Aux Grésilles, les gens ont eu peur et on les comprend. Ils savaient
que la police c’est juste pour les contrôles d’identité et dans leur cas
ce fut vrai. Aucun policier n’est venu faire une clef d’étranglement
aux Tchétchènes. Aucun n’est venu les dissuader en arborant son arme de
service. Et je leur donne raison. Car ce n’était pas de leur compétence.
Les tâches de police de cette nature relèvent d’abord du renseignement
intérieur, en préventif, puis, pour l’action contre une bande armée,
soit du RAID (police) ou GIGN (gendarmerie). Il faut être très ignorant
des tâches de police ou vivre dans une série B venues des États-Unis
pour se figurer qu’une police armée déboulant armes aux poings soit la
réplique adaptée à une telle situation.
Les leçons à tirer de cet évènement ne sont pas du registre de la
pauvre polémique contre moi sur le niveau d’armement nécessaire pour les
policiers affectés aux taches de gardien de la paix ou de la
tranquillité des manifestations. Ni du roman grotesque des guerres
ethniques que met en scène la famille Le Pen. Ce qui se note ici, c’est
le problème de l’action du renseignement intérieur. Certes bourré de
gadgets technologiques mais insuffisant en moyens humains hautement
qualifié en langue pour suivre les personnes issues des secteurs à
risques de notre époque. Quels sont-ils : les groupes issus des zones de
guerre et les groupuscules d’extrême droite dont la recrudescence des
violences est massive dans toute l’Europe en provenance des zones de
guerres contre les musulmans ou les Russes. Ensuite, c’est le problème
de l’affectation et du mode de déploiement des forces de police. Dans
notre pays, il y a davantage de monde mobilisé pour la sureté intérieure
(245 000 policiers et gendarmes) que pour faire face à un ennemi
extérieur (200 000 militaires hors gendarmerie), on est en droit
d’attendre que les bandes armées soient réprimées plutôt que les
manifestants. Enfin, il y a le problème grave du trafic d’armes dans
notre pays.
En effet, il y aurait entre 10 et 15 millions d’armes en circulation
en France. Mais 4 millions d’entre elles seulement seraient déclarées.

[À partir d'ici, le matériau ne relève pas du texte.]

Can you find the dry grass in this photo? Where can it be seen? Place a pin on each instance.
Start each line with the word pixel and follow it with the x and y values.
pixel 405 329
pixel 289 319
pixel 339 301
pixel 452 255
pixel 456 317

Donc six à onze millions d’armes manqueraient à l’appel ! Pourtant
seules cinq mille sont saisies par an. Où est le reste ? En toute
hypothèse, c’est là du travail d’enquête judiciaire. Mais il n’y a que
cinq mille officiers de police judiciaire. Et seulement une dizaine de
brigades prenant en charge le travail d’enquêtes longues sur le trafic
d’armes, la criminalité organisée, la drogue mais aussi la délinquance
financière, la traite d’êtres humains, la cybercriminalité, la fausse
monnaie, le trafic de biens culturels ! Pendant ce temps, l’effectif de
la seule brigade anticriminalité, BAC, mise en cause par leurs collègues
CRS pour son comportement dans la répression des gilets jaunes, est
supérieur à 7000 policiers. Or sa mission est uniquement de faire du
flagrant délit, donc de s’occuper de la petite délinquance au prix de
tous les débordements de brutalités que l’on sait, semant les rancœurs
au fil des humiliations infligées. On voit à ces exemples ce qui ne
tourne pas rond dans la police. C’est d’abord sa doctrine d’emploi et
ses priorités. Quand des milliers d’hommes et de femmes sont déployés
chaque semaine pour affronter des manifestants et que le trafic d’armes
de drogues ou la traite des êtres humains patinent, c’est que les bons
choix n’ont pas été faits au sommet.
La base alors, apeurée et mal
encadrée, chauffée à blanc par des syndicats factieux, oublie le sens
d’un métier auquel elle pensait s’enrôler pour le bien public et la
lutte contre le crime plutôt que contre des soignants, des pompiers et
autres matraqués et gazés récemment.